I'm going to have to doubt the start of your comment. Having seen a lot of libc implementations I think you are better off not wasting time optimizing strlen. Also memcpy, probably memcpy moreso. Most memcpy()s I've seen in the current century are using SIMD instructions and the like. And compilers don't even bother emitting a call to libc for it anymore, they do it as a builtin.
On the contrary, I expected the Nintendo DS SDK to be well optimized, performance of memcpy can be critical on such a constrained hardware. And it was optimized, just not with the best tricks.
I got the prefetching trick from Intel source code, except that I replaced the PLD instruction by a simple dummy load.
And about strlen, you'd be surprised, some implems are very good, and some are not, depends on the compiler and the library. I've ran benchmarks, I was surprised too.
To be honest, I don't really need super fast strlen, but I was curious and also learning to write fast SIMD code, basic string handling is a nice exercise.
I think this expectation doesn't vibe with my understanding of how people used to think about embedded or consoles. You shipped them and they were done. The games industry was also often trying to ship quickly. Small teams too. Latest tweaks to memcpy or fine tuning or revisiting the finer points of an already adequate SDK is low priority.

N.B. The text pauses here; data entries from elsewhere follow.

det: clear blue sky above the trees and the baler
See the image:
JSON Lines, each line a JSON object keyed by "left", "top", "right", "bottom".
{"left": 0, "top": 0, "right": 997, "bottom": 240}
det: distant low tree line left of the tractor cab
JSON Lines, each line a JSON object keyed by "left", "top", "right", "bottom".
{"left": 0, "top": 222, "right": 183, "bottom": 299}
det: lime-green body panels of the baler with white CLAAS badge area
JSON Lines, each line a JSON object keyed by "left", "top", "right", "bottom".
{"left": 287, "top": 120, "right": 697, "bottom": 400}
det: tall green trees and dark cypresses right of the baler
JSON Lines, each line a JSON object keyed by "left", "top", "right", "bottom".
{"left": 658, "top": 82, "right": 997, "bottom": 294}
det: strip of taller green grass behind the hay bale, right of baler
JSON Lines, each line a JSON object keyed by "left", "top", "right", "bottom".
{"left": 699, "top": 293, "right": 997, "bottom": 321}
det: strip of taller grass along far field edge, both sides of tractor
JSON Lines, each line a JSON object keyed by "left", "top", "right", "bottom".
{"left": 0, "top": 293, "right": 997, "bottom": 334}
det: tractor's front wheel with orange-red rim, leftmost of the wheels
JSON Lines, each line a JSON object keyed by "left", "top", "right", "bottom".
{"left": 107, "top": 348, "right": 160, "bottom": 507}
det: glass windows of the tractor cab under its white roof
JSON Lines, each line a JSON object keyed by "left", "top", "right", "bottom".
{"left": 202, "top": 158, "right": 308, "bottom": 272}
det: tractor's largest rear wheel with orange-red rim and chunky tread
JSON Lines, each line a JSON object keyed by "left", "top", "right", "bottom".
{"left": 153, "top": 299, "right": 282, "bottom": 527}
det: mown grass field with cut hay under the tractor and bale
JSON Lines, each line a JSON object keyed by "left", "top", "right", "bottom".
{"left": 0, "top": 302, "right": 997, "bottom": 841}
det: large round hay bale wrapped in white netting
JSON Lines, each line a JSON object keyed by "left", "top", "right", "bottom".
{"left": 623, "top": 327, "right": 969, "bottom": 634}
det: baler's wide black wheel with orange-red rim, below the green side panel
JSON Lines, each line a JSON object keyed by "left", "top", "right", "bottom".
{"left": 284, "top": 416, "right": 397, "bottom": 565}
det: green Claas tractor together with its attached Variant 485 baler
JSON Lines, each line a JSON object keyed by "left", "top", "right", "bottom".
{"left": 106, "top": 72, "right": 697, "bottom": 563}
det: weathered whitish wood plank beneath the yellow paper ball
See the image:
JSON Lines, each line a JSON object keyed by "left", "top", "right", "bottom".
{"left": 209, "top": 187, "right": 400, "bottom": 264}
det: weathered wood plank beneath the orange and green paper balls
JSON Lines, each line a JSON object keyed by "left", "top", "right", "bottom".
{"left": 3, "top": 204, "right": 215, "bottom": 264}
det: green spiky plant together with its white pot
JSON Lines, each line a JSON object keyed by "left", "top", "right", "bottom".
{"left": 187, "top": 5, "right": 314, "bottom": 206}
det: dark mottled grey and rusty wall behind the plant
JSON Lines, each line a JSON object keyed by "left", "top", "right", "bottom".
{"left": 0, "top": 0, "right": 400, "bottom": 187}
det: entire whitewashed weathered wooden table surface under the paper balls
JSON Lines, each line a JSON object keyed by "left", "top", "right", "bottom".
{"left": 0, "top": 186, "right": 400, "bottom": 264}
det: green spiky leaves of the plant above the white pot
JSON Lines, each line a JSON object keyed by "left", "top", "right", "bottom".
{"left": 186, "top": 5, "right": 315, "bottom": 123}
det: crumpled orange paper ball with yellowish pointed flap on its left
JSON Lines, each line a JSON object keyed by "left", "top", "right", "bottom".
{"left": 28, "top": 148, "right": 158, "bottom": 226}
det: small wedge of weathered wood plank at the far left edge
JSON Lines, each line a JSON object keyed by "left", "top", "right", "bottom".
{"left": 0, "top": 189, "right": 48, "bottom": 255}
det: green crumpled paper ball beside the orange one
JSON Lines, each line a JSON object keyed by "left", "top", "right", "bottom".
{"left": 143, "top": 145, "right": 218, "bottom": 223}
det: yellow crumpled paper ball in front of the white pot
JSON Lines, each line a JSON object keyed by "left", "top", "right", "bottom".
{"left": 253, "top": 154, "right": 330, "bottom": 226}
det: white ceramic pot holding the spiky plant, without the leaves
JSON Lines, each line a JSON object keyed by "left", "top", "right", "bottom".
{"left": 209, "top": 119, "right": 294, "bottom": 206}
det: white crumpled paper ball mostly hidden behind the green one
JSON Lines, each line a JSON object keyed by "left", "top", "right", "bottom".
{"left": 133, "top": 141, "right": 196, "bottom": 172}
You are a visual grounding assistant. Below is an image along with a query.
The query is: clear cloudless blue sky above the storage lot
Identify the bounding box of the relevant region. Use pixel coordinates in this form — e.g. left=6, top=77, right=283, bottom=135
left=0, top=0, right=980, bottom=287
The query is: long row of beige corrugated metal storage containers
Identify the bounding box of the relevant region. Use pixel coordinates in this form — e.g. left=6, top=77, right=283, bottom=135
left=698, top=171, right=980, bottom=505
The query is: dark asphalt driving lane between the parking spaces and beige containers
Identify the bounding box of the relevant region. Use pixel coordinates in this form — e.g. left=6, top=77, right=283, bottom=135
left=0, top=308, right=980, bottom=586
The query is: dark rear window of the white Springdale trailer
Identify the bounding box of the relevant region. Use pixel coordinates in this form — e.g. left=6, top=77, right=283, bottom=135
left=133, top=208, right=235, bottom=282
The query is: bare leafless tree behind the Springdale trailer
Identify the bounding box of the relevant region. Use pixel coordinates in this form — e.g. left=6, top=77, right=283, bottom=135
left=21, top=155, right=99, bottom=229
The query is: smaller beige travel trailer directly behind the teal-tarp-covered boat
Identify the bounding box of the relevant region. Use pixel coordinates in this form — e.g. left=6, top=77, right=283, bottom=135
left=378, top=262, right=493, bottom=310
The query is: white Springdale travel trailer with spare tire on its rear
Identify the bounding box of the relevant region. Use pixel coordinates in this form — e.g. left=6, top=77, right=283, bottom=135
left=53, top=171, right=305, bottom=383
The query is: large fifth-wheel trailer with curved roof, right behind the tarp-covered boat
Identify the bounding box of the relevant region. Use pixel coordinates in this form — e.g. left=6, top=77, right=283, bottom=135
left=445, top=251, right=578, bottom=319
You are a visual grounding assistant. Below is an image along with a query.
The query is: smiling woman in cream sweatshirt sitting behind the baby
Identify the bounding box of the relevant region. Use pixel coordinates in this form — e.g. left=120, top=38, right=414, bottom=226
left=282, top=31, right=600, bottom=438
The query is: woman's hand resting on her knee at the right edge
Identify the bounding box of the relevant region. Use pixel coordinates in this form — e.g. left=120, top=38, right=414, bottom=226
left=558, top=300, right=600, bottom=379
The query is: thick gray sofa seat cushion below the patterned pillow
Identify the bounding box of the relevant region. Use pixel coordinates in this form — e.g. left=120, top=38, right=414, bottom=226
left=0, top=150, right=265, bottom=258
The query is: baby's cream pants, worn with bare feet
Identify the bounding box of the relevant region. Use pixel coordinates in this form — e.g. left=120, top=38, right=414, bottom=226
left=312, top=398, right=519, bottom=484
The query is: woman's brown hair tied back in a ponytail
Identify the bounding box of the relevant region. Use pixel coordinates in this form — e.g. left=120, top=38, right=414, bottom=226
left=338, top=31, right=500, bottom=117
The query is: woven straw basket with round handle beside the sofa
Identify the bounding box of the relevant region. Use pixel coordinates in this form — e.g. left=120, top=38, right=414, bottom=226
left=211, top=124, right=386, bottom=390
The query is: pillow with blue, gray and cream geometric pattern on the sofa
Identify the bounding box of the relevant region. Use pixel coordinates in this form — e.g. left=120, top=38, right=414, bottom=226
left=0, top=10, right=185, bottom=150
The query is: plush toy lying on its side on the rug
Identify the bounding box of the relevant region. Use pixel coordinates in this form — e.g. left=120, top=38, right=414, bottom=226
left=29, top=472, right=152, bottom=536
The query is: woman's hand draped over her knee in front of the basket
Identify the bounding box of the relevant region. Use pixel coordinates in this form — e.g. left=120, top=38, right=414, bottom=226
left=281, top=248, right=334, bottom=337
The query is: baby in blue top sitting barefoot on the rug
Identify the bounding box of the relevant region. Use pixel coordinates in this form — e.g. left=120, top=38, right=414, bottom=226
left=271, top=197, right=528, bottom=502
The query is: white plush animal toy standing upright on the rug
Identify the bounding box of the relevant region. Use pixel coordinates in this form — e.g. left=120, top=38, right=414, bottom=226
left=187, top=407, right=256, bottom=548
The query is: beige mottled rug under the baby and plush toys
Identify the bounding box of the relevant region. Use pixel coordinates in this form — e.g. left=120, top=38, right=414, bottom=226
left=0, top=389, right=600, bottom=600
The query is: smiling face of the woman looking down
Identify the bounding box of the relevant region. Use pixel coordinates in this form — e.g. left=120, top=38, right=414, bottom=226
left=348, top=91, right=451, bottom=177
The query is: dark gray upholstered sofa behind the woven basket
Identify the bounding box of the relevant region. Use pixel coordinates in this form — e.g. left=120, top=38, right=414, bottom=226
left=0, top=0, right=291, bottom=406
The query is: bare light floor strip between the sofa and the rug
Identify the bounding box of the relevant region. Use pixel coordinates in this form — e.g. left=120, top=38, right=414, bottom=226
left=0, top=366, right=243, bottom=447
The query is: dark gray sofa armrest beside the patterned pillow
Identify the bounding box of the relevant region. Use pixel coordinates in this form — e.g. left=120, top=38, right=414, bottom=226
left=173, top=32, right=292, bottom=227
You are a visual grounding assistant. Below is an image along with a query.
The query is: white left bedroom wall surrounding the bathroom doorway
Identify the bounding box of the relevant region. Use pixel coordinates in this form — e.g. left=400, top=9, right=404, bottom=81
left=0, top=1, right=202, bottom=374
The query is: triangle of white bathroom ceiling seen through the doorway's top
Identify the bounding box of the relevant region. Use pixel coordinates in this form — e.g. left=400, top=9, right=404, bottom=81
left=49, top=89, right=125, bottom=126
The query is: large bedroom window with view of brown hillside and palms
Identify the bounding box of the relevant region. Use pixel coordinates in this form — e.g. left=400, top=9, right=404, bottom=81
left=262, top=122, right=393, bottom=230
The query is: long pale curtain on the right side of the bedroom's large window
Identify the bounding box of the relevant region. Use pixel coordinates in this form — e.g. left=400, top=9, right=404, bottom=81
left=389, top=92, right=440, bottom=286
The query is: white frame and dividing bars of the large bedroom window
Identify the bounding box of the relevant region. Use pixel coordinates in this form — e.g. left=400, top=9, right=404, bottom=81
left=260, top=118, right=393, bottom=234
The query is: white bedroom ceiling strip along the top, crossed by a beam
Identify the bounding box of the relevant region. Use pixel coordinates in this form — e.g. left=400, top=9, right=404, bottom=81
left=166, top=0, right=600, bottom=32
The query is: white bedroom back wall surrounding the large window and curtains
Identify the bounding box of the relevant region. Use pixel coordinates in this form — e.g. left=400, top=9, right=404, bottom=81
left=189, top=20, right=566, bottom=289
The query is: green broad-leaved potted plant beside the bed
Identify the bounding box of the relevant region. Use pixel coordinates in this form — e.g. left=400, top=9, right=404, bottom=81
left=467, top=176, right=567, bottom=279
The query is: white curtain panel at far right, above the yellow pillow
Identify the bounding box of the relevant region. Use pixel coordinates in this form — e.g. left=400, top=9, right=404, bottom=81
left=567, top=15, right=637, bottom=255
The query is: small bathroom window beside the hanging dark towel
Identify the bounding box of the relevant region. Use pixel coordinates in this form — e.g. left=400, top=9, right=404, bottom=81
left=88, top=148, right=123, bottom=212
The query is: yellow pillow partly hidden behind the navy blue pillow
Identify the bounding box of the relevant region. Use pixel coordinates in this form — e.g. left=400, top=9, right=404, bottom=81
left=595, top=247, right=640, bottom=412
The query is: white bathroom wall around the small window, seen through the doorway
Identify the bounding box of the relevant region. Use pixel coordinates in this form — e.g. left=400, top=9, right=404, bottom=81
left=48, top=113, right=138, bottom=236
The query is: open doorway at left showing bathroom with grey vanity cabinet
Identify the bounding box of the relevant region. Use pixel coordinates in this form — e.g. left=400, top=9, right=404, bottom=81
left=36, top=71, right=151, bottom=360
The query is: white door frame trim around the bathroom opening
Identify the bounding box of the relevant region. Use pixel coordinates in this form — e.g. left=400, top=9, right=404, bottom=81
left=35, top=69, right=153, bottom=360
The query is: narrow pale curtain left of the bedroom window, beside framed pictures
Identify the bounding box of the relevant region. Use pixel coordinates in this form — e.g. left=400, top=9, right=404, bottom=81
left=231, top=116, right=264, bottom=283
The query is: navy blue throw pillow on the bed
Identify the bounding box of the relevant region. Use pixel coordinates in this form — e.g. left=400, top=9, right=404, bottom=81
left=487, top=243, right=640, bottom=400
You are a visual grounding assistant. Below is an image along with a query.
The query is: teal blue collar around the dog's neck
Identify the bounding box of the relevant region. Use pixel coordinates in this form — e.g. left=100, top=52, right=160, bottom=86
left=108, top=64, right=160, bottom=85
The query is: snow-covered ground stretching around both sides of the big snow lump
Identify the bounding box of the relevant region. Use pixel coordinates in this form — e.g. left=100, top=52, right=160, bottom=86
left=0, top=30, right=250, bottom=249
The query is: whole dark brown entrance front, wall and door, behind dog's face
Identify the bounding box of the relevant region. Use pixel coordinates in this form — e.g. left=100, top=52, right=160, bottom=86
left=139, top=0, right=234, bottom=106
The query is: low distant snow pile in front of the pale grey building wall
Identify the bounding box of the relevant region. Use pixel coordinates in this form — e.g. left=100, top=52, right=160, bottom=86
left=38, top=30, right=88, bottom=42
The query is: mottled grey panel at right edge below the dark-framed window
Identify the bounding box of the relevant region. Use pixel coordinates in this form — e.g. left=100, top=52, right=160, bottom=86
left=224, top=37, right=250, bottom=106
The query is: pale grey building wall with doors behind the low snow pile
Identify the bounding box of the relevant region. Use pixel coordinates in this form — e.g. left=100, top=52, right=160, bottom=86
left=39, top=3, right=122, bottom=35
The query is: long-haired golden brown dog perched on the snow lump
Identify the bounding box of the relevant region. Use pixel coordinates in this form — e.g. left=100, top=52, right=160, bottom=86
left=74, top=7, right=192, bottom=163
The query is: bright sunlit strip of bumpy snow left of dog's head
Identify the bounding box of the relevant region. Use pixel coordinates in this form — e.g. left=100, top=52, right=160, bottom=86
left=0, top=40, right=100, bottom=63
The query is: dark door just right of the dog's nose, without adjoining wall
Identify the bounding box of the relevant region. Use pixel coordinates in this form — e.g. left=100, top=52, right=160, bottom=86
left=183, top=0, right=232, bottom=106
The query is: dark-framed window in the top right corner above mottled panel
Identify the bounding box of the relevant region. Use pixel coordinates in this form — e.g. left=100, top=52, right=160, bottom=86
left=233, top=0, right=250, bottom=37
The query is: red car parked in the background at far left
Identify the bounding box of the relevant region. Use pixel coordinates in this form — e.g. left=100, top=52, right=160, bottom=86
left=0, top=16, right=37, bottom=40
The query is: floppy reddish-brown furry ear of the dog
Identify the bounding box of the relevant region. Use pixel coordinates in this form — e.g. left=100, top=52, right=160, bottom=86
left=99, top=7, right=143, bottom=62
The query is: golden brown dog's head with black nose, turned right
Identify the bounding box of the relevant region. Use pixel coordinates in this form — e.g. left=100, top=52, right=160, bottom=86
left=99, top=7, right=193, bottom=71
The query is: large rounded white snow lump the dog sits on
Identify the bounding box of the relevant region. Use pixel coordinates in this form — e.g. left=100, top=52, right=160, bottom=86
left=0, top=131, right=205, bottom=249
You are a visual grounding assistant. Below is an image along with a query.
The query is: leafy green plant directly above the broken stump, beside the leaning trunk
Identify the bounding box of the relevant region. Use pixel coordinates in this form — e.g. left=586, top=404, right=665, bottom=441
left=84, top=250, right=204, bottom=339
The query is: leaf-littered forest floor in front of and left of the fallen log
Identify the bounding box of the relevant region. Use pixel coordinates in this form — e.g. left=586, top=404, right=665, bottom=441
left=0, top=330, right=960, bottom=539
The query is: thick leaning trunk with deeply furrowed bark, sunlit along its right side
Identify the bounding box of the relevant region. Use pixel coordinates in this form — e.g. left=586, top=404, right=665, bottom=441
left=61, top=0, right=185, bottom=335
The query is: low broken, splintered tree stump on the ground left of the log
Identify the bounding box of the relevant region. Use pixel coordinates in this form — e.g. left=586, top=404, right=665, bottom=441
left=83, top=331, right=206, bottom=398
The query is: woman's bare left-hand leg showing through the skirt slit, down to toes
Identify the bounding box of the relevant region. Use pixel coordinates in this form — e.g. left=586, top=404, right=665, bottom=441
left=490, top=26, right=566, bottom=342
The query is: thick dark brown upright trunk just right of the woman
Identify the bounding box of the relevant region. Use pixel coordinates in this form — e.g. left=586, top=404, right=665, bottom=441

By contrast, many more people are updating optimizations to GCC or clang for arm, more frequently and over a longer timeframe.
You're probably right about consoles, and I was surprised to be wrong, but I checked, just to be sure.
GCC and Clang are very nice compilers, but they are a different thing than the std lib. glibc, musl, the Windows C Runtime, iOS, Android, all have different implementations, sometimes outdated.
Of course I have data, do you think I am pulling benchmarks out of a hat?
But I have not published those benchmarks, if this is what you're asking, the Nintendo thing I am afraid I cannot reproduce easily as I no longer have this devkit on hand.
About the strlen benchmark, this is something I've done a few years ago, that could be easy to run again, but I am not sure this is worth the effort just to convince a random dude on the internet...
Default libs are sometimes very optimized but very often they are not, unfortunately.
If you care about performance, you should not rely blindly on the the defaults.
A long time ago I wondered about the performance of memcpy on the Nintendo DS, for sure they would have provided a hand optimized version? And yes, it was handcrafted ARM assembly code, but my own version turned out to be twice as fast.
They simply forgot to use a simple prefetching trick in their implem.